When Aluki Kotierk heard the news that Inuk leader Mary Simon would be Canada’s next governor general — and the first Indigenous person to hold the role — she says she couldn’t hold back tears.
“The world changed,” said Kotierk, president of the Inuit organization Nunavut Tunngavik Incorporated.
Hearing Simon would be the Crown’s representative in Canada was groundbreaking, she said, and made her reflect both on the doors she watched Simon open years ago as a young Inuk leader as well as those Simon is opening up now for Indigenous youth, like Kotierk’s seven-year-old niece.
“I remember seeing her in the distance and realizing that I too could one day become an ambassador, and from that moment I knew the horizon of possibilities was expanded,” Kotierk told Global News.
“I think the recent announcement expanded it even further for young Inuit.”
Amid a national reckoning on the meaning of reconciliation and the dark legacies of residential schools, Simon’s installation as governor general is being billed as a chance to build bridges — to navigate, as Simon herself put it, the “tension of the past” and the “promise of the future.”
The ceremony itself was smaller than normal in a sign of the current, strange times: just 44 people were able to take part in person, a far cry from the hundreds of officials and political leaders normally crammed into the Senate chambers for the installation ceremonies of her predecessors.
But the size wasn’t the only way this ceremony differed from others.
All the way through the ceremony, Indigenous traditions and culture were present. Simon spoke in English and Inuktitut throughout, as well as offering remarks in cautious French. From the time she arrived on site, greeted by a First Nations drum circle, Simon was accompanied by a beating Inuit drum as she entered and left the chambers.

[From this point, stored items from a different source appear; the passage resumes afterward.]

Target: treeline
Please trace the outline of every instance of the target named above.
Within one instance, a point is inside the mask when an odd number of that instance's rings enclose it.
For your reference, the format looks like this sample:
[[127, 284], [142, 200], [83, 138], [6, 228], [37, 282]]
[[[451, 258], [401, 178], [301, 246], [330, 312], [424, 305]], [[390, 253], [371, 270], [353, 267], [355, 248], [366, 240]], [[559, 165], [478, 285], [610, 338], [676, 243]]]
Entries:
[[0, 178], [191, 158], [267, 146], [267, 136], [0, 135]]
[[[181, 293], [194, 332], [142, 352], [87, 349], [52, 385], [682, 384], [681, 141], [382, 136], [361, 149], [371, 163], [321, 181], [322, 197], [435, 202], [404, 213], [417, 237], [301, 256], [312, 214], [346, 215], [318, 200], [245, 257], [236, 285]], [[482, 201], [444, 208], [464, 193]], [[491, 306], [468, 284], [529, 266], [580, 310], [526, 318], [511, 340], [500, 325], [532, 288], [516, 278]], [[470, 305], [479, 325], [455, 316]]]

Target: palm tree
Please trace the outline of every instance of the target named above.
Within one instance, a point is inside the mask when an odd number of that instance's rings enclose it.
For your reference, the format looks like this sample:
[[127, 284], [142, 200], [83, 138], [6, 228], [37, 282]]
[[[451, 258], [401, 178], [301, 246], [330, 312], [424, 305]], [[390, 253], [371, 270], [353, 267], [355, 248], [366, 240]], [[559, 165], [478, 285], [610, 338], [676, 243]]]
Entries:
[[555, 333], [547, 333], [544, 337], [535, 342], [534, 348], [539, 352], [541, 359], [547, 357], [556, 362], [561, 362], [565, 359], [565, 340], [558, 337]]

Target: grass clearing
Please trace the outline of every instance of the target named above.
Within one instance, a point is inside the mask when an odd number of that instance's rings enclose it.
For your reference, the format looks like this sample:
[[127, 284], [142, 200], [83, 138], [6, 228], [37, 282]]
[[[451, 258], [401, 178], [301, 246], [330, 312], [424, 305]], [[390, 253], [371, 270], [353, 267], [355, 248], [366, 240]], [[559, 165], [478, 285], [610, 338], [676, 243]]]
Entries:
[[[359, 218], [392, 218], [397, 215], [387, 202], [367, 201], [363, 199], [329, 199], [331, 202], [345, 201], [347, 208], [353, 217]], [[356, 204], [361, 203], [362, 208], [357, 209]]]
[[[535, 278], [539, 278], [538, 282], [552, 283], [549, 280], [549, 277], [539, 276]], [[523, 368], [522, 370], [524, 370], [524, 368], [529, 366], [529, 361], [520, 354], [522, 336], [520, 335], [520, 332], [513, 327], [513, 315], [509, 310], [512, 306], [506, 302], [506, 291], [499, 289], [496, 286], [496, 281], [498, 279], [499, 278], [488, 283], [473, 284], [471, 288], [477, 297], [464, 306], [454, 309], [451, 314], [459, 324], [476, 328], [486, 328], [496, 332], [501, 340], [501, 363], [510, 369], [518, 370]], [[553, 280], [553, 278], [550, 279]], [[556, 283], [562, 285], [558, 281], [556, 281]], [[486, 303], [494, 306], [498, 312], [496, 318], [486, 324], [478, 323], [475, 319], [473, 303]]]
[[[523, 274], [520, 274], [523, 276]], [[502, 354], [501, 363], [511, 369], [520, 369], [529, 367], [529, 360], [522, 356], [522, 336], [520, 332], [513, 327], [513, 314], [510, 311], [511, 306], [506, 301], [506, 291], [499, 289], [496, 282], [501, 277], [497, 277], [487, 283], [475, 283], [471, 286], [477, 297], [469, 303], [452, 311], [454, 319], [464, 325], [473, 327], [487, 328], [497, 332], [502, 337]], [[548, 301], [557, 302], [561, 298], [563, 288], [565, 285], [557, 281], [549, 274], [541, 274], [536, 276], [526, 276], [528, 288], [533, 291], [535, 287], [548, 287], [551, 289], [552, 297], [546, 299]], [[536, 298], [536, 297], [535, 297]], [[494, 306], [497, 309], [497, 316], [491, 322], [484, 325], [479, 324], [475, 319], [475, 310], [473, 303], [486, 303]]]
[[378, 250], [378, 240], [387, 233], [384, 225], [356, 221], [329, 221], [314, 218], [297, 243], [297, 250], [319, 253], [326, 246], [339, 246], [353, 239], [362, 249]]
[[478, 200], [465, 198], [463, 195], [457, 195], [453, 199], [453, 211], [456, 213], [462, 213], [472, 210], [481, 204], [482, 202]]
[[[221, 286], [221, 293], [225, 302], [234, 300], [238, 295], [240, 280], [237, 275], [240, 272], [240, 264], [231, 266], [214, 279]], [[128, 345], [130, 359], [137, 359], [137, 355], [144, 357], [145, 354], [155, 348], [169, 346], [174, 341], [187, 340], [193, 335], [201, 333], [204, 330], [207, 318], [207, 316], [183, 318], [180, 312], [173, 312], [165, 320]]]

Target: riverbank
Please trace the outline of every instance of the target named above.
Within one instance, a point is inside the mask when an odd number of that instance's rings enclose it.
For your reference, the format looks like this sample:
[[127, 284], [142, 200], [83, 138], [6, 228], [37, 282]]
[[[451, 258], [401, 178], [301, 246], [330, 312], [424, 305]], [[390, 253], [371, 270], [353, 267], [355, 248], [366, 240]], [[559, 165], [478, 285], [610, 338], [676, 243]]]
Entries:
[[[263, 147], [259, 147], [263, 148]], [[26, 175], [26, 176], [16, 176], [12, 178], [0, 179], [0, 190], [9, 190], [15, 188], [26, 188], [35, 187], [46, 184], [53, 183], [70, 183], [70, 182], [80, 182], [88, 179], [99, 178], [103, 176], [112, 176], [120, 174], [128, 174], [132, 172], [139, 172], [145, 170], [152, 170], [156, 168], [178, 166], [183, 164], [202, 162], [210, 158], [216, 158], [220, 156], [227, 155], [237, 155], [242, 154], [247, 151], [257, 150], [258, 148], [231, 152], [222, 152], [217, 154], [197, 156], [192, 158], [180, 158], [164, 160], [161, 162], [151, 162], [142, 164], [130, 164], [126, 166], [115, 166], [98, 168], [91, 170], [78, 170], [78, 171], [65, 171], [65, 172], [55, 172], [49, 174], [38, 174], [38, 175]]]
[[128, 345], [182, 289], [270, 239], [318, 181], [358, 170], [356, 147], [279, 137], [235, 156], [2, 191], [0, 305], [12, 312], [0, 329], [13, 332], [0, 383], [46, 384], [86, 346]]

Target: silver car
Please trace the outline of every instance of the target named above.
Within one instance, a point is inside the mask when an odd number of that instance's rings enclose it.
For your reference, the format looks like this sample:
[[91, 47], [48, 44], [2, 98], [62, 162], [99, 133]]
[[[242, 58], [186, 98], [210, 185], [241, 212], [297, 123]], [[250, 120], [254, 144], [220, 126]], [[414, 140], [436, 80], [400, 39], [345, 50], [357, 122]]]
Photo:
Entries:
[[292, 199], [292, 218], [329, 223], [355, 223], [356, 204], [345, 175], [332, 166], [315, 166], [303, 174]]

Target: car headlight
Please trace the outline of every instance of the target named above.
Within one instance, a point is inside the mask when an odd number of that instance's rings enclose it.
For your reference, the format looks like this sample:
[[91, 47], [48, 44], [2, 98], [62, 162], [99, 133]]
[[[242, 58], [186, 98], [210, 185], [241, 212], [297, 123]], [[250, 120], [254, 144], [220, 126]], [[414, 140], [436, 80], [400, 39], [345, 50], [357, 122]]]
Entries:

A traditional Inuit oil lamp remained lit during the ceremony.
“I was moved by the event and also not just that it’s a fellow Inuk that is now governor general, but the diversity of the program,” said Natan Obed, head of the national advocacy group Inuit Tapiriit Kanatami.
“It just felt like a glimmer of optimism and hope in the face of what has been a really tough couple of years.”
Obed, who served on the advisory panel that presented Trudeau with a shortlist of candidates for the position, said Simon’s emphasis on her experiences living in the Inuit world and the non-Indigenous world throughout her career gives her a unique perspective on how to bring Canadians together.
“She, I think, is understanding the ability that she has in the moment today and in the coming months and years to bring Canadians together and to move beyond the challenges that we all are facing,” he said, “and do it in a way that brings people into a conversation rather than in a way that breaks Canadians into sides: those who perpetrated violence versus those who received it.”
“We are now in a phase where we need to talk just more openly and constructively with one another about what Canada is and its history, but then also how we move forward going together into the future celebrating each other, celebrating this country,” he continued, calling her a “role model.”
“I heard all of those messages in what she said, and it is entirely consistent with the way Mary has talked about these issues during the course of her career.”
In her installation speech, Simon spoke frequently about the issues she will prioritize: key among them, reconciliation, but also the work needed to “destigmatize” mental health and to promote climate change solutions, particular those led by communities bearing the brunt.
While the effects of climate change and the mental health toll of the pandemic have been felt across the country, their impacts have been particularly acute in Arctic and remote communities.
Read more: ‘Our very right to be Inuit’ violated by global inaction on climate change, activist says
Melting permafrost and a shifting climate present stark challenges in northern communities, and the suicide crisis among Indigenous youth has prompted multiple communities to declare states of emergency.
At the same time, the discoveries of the remains of what are believed to be more than 1,000 Indigenous children in unmarked burial sites at former residential schools have brought greater attention to the intergenerational trauma caused by the horrific abuse at the schools — and the need to speak openly about mental health supports as the country reckons with the path forward.
Simon said she hopes to “build bridges.”
“I have heard from Canadians who describe a renewed sense of possibility for our country and hope that I can bring people together. I have heard from Canadians who have challenged me to bring a renewed purpose to the office of governor general to help Canadians deal with the issues we are facing,” she said.
“Reconciliation is a way of life and requires work every day. Reconciliation is getting to know one another.”
George Lafond, a member of the Muskeg Lake Cree Nation, is an advisor with the Institute for the Study of the Crown in Canada and said while her appointment serves as a “punctuation point on the political reconciliation,” there remains work ahead.
“We’re on, as they say, the arc of history does slowly bend towards justice. And this was part of that movement today.”
For Kotierk, she said watching the ceremony left her with a feeling: “hopefulness.”
“I think the door for possibilities has widened today,” she said.